I was on watch this morning when a large splash on the horizon caught my eye. At first I assumed it was a breaking wave, although on a calm morning with just a gentle swell that would be surprising. I kept watching in the direction of the splash and then I saw it. A large whale leapt half way out of the water and then came crashing down, making an almighty splash. I had been down below five minutes before to wakeup Vanessa and Jacob with a rather tuneful rendition of "Morning has broken" and they were in the process of getting up, or at least opening an eye. I called down the companionway that there was a breaching whale on the horizon. Five times the whale entertained my with its leaps and splashes, but by the time the crew emerged on deck, bleary eyed, all that could be seen was a faint puff of spray as it took a breath before diving deep below the ocean surface. Needless to say neither Jacob nor Vanessa believe it was there. They think it was a ruse on my part to get them out of bed, or worse still, the hallucinations of a man whose been on watch too long.

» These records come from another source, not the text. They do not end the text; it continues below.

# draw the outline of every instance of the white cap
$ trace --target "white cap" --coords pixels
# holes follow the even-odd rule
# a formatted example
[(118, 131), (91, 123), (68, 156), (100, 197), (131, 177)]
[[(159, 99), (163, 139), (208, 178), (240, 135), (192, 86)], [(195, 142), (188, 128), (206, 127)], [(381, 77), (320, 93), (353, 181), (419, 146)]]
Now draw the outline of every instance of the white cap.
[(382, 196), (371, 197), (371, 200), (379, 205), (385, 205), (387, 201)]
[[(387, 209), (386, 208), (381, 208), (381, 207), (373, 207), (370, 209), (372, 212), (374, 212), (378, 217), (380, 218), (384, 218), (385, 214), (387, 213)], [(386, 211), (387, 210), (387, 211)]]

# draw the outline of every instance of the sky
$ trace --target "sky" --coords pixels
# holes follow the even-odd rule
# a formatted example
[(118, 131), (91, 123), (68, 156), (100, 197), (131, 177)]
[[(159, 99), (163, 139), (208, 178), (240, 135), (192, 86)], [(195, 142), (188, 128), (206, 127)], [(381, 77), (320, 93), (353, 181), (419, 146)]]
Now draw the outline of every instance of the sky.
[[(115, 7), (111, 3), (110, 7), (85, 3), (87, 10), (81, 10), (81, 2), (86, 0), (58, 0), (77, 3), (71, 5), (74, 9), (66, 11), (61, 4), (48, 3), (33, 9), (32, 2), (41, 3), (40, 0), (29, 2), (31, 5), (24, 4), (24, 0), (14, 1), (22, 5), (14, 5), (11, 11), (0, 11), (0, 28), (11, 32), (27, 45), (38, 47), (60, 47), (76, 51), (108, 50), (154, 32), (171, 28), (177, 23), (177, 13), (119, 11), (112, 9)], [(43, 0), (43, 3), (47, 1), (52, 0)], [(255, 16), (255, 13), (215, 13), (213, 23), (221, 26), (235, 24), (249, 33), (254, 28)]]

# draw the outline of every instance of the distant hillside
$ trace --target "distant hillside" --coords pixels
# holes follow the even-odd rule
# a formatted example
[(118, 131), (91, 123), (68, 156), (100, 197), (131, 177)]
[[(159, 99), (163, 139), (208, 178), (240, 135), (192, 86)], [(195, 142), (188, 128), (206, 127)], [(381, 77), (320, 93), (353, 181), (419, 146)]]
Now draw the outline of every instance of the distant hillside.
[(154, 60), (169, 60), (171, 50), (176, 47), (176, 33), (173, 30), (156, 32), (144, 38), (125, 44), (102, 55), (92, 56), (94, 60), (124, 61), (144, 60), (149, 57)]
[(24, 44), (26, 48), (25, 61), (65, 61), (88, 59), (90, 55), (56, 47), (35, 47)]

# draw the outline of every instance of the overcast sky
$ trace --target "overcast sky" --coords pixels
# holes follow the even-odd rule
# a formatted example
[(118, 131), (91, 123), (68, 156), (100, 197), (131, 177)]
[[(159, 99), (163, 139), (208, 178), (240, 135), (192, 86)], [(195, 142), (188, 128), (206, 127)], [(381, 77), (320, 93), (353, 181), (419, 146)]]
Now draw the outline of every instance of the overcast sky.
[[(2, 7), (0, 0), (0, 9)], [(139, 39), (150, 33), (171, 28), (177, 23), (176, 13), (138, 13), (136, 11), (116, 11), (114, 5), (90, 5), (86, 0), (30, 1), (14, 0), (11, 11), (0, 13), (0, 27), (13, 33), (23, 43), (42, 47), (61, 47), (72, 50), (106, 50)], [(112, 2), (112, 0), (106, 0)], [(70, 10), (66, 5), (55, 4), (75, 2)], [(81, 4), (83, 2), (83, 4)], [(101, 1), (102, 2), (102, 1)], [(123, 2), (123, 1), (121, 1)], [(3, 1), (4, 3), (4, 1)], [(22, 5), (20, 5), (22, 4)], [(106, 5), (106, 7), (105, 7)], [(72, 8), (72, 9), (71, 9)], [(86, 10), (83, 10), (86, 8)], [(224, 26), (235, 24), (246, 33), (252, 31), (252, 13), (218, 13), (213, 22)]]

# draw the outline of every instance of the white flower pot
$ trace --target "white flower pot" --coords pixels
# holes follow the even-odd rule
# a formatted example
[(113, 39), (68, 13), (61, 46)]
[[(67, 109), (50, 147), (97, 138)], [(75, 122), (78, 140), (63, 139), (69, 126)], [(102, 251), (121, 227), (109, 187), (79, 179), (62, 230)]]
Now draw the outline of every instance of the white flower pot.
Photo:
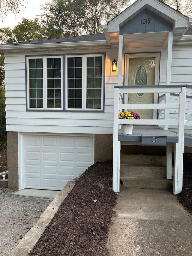
[(132, 134), (133, 125), (122, 125), (123, 134)]

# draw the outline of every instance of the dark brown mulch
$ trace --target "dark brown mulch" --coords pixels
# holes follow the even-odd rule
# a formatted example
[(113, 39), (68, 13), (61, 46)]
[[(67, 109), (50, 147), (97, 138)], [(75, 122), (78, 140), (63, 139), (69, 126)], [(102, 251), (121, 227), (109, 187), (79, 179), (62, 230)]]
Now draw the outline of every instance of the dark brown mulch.
[(80, 176), (29, 256), (106, 255), (116, 202), (111, 161), (98, 162)]
[(183, 158), (183, 185), (177, 195), (180, 203), (192, 214), (192, 153), (184, 153)]

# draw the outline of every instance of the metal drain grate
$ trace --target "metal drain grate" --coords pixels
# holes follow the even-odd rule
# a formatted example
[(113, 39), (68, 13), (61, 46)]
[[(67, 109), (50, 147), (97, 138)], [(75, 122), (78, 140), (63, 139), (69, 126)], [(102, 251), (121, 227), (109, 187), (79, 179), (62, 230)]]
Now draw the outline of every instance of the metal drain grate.
[(44, 200), (53, 200), (54, 197), (37, 197), (35, 196), (27, 196), (25, 195), (18, 195), (17, 194), (5, 194), (5, 197), (24, 197), (34, 199), (42, 199)]

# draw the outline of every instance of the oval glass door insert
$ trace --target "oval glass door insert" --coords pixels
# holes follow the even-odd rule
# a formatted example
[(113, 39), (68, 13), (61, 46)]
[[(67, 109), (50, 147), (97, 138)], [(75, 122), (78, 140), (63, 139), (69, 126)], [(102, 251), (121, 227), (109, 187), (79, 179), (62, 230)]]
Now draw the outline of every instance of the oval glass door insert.
[[(145, 67), (141, 65), (139, 67), (136, 73), (135, 78), (135, 85), (146, 85), (147, 84), (147, 73)], [(139, 97), (142, 97), (143, 93), (136, 93)]]

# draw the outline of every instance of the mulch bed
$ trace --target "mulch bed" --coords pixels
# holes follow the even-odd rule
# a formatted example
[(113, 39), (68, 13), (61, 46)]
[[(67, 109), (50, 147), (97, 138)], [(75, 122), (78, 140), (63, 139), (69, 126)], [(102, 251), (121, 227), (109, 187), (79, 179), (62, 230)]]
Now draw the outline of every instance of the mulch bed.
[(182, 191), (177, 196), (181, 203), (192, 214), (192, 153), (184, 153), (183, 185)]
[[(0, 155), (0, 172), (7, 167)], [(192, 214), (192, 153), (184, 156), (183, 185), (177, 195)], [(77, 178), (28, 256), (107, 255), (107, 239), (116, 194), (111, 189), (111, 161), (98, 162)]]
[(106, 255), (116, 195), (111, 161), (98, 162), (77, 179), (29, 256)]

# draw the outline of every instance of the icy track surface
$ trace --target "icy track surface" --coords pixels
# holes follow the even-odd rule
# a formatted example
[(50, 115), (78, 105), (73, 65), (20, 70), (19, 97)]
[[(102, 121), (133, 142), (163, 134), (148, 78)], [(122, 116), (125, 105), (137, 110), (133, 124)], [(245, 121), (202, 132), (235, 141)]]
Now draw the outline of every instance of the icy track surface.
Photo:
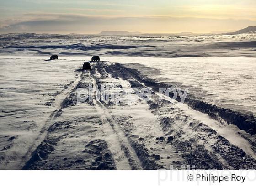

We've made good progress over the past 24 hours and are no longer the tail-end-Charlie. Over night we were consistently sailing at over six knots under gennaker, but this morning the wind has dropped and according to the forecast, we are likely to spend much of the day in an area of light winds. We have swapped the gennaker for the Blue Water Runner, which involved clearing the decks of flying fish. Jacob managed to rescue one in the middle of the night, but this morning there were three large ones and two teeny, tiny ones. It's so sad to think of them ending their fishy lives mid-leap.

The other entertainment over the past 24-hours has been a fly cull. We seem to have acquired a sizable swarm of flies during our stay in Mindelo. Vanessa has been chasing round the cabin with a can of fly spray, but I'm not sure that is very sporting. Instead I adopt a more traditional method. Armed with just a tatty tea towel I stalk around the cabin, with the silence of the chase only punctuated by an occasional thwack as the tea towel smacks into the varnished mahogany a few microseconds after the fly has exited stage left. My first sortie resulted in three dead flies. These "trophies" were lined up on a piece of kitchen paper and photographed! (You really do struggle to find entertainment in the middle of the ocean). I did suggest we added an extra column in the log to keep a tally of the fly cull but I was overruled. This morning I think we are down to just two flies, but these survivors are clearly graduates of the "Top Gun" school of flying and are proving impossible to hunt down. My chief concern is that they find somewhere to lay eggs and then, in true Darwinian fashion, we could be overrun with a whole swarm of "Mavericks" and " Icemen".

St Lucia is now just 1,890 nautical miles away. That's roughly equivalent to driving to the Alps and back twice which doesn't sound too daunting, but we are traveling at just 6 miles per hour. Now where has that tea towel gone?!